4. Analytics: Modelling fisheries indicators, nutritional characterization, and data mining to extract valuable insights.
5. Data export: Automated dissemination of processed and analysed fisheries data to ensure accessibility and comprehension. This involves restructuring data for dashboard integration and open publication.
6. isualisation: Tools for data reporting and sharing of insights through a comprehensive dedicated web app dashboard (not hosted in this repository).
See [Peskas: Automated analytics for small-scale, data-deficient fisheries](https://www.researchsquare.com/article/rs-4386336/v1) for further details.
## Getting Started
This package uses a configuration file [`config.yml`](inst/config.yml) to manage environment-specific settings and connections. To get started, familiarize yourself with the package structure, particularly the [`R`](R) directory where the main functions are located.
Each function typically reads the configuration using `read_config()` to access necessary parameters. To work on this package locally, you'll need to set up environment variables using a `.env` file. Copy `.env.example` to `.env` and fill in your actual credentials. The package will automatically load these environment variables when reading the configuration. Remember to run `devtools::load_all()` when testing changes locally. If you're new to R package development, consider reviewing the [*R packages*](https://r-pkgs.org) book by Hadley Wickham and Jenny Brian.

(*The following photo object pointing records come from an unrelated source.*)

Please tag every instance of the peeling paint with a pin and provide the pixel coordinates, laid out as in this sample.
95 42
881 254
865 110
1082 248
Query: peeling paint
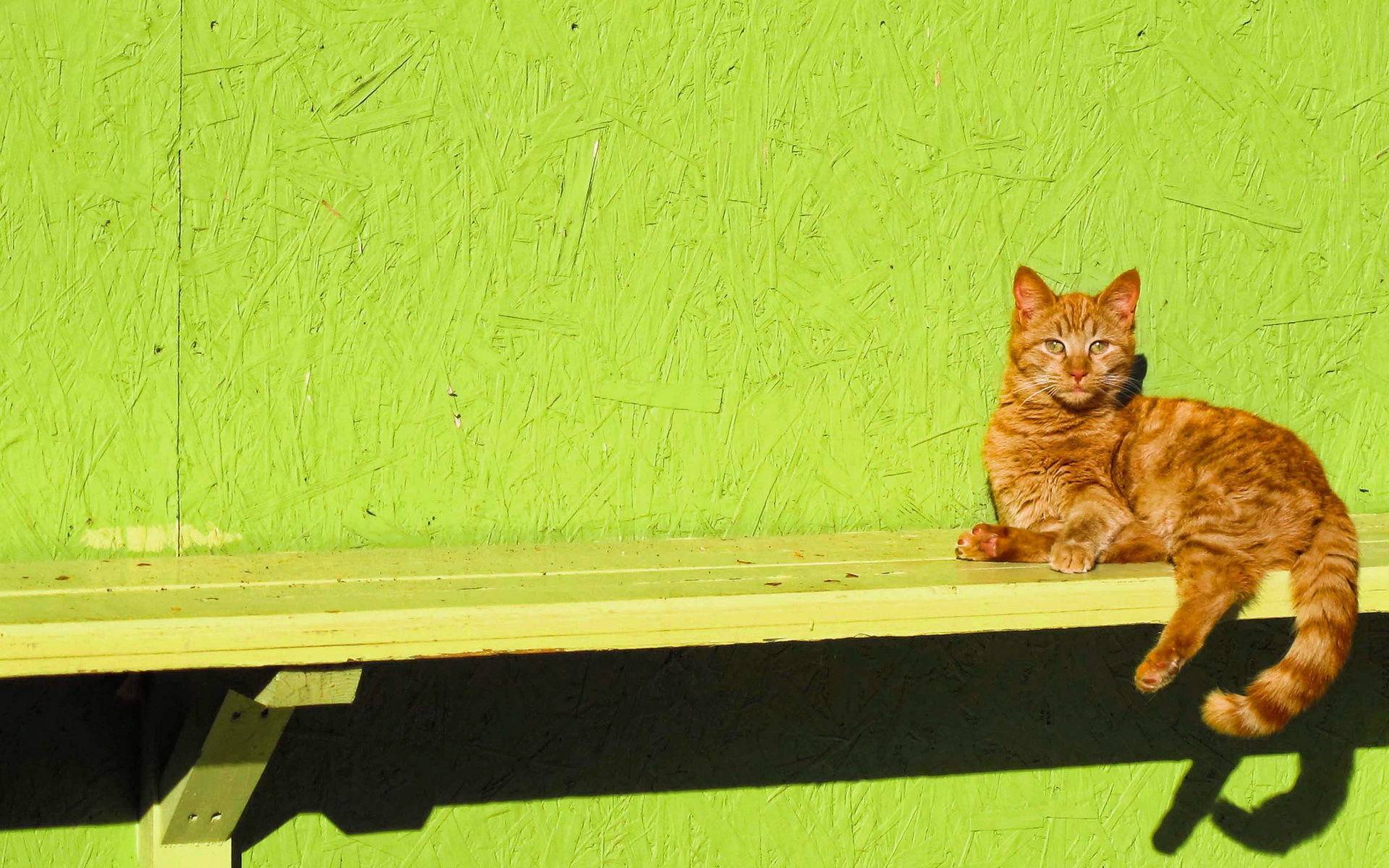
158 538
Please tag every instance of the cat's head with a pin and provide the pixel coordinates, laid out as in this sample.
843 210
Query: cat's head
1076 350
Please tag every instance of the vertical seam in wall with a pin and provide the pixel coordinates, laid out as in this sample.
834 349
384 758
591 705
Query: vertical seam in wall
178 305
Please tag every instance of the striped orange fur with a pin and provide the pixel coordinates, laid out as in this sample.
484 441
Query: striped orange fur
1082 475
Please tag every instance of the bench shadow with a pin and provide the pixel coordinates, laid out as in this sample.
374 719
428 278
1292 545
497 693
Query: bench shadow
542 727
551 726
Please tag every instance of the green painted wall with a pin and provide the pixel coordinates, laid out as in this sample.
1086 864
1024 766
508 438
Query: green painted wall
326 274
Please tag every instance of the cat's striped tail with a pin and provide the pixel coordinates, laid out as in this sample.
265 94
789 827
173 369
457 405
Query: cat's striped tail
1325 603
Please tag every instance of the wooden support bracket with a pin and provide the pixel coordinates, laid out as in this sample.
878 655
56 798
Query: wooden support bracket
196 799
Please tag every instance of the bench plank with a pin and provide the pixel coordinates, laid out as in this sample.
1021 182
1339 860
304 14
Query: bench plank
305 608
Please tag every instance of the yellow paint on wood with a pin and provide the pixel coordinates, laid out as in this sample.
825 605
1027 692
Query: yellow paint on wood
297 688
305 608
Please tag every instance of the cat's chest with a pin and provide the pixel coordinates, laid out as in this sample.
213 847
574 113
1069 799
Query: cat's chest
1032 472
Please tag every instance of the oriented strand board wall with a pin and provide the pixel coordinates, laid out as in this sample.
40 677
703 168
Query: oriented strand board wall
480 271
324 274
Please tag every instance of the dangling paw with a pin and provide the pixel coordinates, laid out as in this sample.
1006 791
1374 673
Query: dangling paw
982 543
1156 671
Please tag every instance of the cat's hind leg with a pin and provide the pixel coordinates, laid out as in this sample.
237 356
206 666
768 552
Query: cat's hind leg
1210 579
1135 545
1005 543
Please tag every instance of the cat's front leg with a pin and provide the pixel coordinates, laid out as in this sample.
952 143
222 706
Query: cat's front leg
1094 519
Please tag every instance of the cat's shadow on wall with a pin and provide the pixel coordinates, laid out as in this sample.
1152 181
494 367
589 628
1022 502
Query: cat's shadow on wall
543 727
552 726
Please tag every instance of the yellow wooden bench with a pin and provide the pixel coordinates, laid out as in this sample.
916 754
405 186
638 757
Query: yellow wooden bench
314 617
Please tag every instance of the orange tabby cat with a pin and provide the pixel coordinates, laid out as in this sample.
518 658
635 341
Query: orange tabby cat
1081 477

## Quick Guide for Contributors
To keep our repository clean and efficient, please keep these guidelines in mind:
- Always work on a new branch, not directly on main.
- Write clear, concise commit messages.
- Avoid storing intermediate and garbage files, especially in the root folder.
- Strive for soft-coded solutions.
- Maintain consistent code style throughout the project.
- Document your code well - future you (and others) will thank you.
- Test your changes thoroughly before submitting a pull request.
- Keep your fork synced with the main repository.
These practices help us maintain a clean, efficient codebase that's easier for everyone to work with. For more detailed guidelines, check out our [CONTRIBUTING.md](.github/CONTRIBUTING.md) file.